Why We Invest Equity in Residential and Multi-Family Properties
We focus our investments in multi-family income producing properties, ensuring strong management to produce consistent double-digit monthly cash flow. We believe that apartments provide consistency and stability even when the market is in a recession, especially when purchased at distressed or undervalued pricing. We focus on buying properties that we project we will be able to generate 12%+ annual cash-on-cash returns within 15 months of acquisition.
Nationally, rentership is on the rise, homeownership is on the decline, family formation is happening later in life, and those who do buy a home are doing so later in life.
Why Class B and C Multi-Family?
We primarily focus on Class B and C multi-family properties. Class B and C refers to properties that are not “luxury” in quality. Typically, built prior to the early 2000’s, these properties do not have the amenities of newer communities and usually command much lower rents.
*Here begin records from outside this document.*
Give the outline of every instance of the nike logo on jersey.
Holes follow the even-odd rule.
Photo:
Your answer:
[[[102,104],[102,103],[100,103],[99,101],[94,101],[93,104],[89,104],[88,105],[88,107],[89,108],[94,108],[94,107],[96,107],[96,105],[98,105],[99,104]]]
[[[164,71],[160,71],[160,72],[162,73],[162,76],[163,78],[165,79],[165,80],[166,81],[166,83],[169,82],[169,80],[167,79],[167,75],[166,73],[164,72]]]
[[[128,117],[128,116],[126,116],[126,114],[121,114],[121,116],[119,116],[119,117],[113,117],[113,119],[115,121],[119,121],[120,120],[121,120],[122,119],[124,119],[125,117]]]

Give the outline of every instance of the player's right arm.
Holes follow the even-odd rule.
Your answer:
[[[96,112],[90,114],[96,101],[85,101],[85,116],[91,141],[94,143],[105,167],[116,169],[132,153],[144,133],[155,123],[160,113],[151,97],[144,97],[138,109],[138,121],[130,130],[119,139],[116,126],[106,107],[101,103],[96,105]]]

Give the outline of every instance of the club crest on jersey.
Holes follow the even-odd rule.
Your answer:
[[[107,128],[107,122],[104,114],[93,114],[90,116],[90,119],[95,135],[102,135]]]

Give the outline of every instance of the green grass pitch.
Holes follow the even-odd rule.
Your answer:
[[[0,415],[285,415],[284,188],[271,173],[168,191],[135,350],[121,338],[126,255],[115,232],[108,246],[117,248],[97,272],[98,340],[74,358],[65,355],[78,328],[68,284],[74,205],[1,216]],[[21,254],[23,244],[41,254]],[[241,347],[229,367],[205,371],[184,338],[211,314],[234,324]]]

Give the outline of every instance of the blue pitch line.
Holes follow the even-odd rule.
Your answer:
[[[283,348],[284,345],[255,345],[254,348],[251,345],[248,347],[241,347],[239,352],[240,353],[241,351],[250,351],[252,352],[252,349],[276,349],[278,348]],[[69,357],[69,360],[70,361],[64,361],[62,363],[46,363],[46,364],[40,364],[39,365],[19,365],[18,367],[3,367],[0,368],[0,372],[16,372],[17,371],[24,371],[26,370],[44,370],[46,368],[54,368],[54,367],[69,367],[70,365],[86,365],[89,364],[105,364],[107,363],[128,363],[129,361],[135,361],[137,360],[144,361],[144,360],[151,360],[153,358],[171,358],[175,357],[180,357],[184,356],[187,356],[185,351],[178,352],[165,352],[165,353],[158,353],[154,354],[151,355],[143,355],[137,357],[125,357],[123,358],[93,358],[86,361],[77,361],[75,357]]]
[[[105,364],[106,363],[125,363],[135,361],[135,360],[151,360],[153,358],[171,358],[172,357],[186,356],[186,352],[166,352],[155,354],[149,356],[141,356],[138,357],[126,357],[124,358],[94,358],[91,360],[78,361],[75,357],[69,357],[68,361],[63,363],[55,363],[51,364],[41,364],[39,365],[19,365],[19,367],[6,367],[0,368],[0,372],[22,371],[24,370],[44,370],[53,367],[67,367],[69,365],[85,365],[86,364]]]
We focus on these assets for a number of reasons:
- Cash Flow. Typically Class B and C properties sell at significantly higher cap rates and better cash-on-cash returns than Class A properties.
- Supply and Demand. Class B or Class C products are not being built. Instead, there is currently a concentration of high-end, luxury apartments developments underway. In many markets, the average 1 bedroom rent is $1,500-$2,000 per month, while the average 1 bedroom rent in a Class B/C community ranges between $650 and $900 per month. In addition to little new inventory, there is a growing demand for affordable housing.
- Declining Market Protection. We believe that in a recession people will still need a place to live and that many people living in Class A communities will be forced to move to Class B or C communities, so we anticipate occupancy will remain strong in a recession.